Es aquí cuando entra en escena el ex ejecutivo de la mesa de dinero del Santander y actual corredor de bolsa en Euroamérica, Mauricio Silva. Irarrázabal conoció a Silva hace unos tres años cuando realizaba pequeñas inversiones a través del profesional de la corredora. Con el tiempo comenzaron a generar una relación de confianza y el socio de la Sala Tudor se lo presentó a Tagle.

Silva estaba precisamente estudiando clubes para Euroamérica. Tras un fallido intento con Universidad de Chile –que le fue “arrebatada” por la competencia– y una tentativa sin éxito con Deportes Puerto Montt, la corredora estudiaba con seriedad los números del club iquiqueño. Una importante crisis de liquidez y el hecho de haber estado en Primera División hace sólo un tiempo, convertían al equipo en una oportunidad en medio de un mercado que buscaba oportunidades, recuerda uno de los socios. El equipo de fútbol había estado en Primera hace cerca de ocho años, pero luego inició un período de decadencia que lo llevó incluso a Tercera División, cuestión que superó en 2006 cuando se coronó campeón del fútbol amateur, pasando a Segunda.
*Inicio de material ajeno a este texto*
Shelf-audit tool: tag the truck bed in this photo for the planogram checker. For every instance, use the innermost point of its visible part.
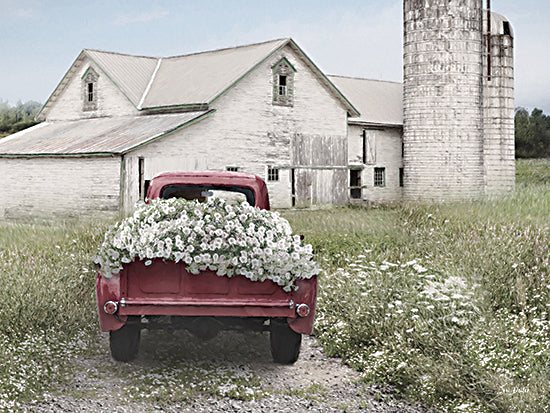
(167, 288)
Pero estos tres chicos fueron más listos que la corredora. Los tres amigos supieron que a los jugadores no se les pagaba el sueldo desde hace un buen tiempo y sin pensarlo, tomaron un avión y con plata de su propio bolsillo cancelaron la deuda. “Eso nos abrió de inmediato las puertas del club y nos permitió negociar en mejores condiciones”, explica Silva.

Su contraparte en la negociación fue Jorge Fistonic –histórico socio y dirigente deportivo, miembro de “los 22”– que comenzó a escuchar con interés la propuesta de estos tres ejecutivos provenientes de Santiago, quienes, a su vez, comenzaron a viajar cada dos o tres semanas a Iquique. “Nos escapábamos los fines de semana o pedíamos un día de permiso”, rememora el corredor de Euroamérica. Y si bien su “jugada por fuera” dio que hablar en la corredora, hoy el tema está completamente superado, dice Silva.

Tras una serie de tratativas los tres socios hicieron una oferta por el 100% del club. Los “históricos” quedaron de pensarlo y días después entregaron su respuesta: por esa suma (que se mantiene en estricto secreto) estaban dispuestos a desprenderse del 60% del club. Los socios viajaron, el trato se cerró en la ciudad nortina y los jóvenes ejecutivos se convirtieron en controladores de Tierra de Campeones, la sociedad a la que pertenece el club. Un 10% quedó en manos de Euroamérica y el porcentaje restante en poder de los fundadores.

Ahora los tres amigos están abocados a sacar el equipo adelante. Lo primero fue sanear una importante deuda que tenía el club. Luego, comenzaron a evaluar a los 20 jugadores del plantel y se dieron cuenta que, en promedio, ganaban más que otros equipos en la misma ubicación y ahora están con planes de “reconfigurar” el equipo, sacando a algunos jugadores y trayendo a otros, que comenzarán a probar en enero.

Pero su objetivo más importante es conseguir un nuevo entrenador. Al cierre de esta edición estaban a punto de recibir la respuesta de otro entrenador mediático del fútbol chileno: José Sulantay, ex técnico de Cobreloa, quien, dicen los socios, analizaba en serio la oferta de los dueños de Deportes Iquique. También están construyendo una sede para el club –que no existía– e invirtiendo en dos canchas de pasto sintético, que fueron parte del compromiso de compra y que debieran estar listas en seis meses. Además, están contactando a las empresas mineras que operan en la zona para obtener financiamiento para las escuelas de cadetes del club. No es todo. Planean vender asientos y construir palcos para socios que quieran comprar abonos por temporada. Como se ve, están arriba de la pelota.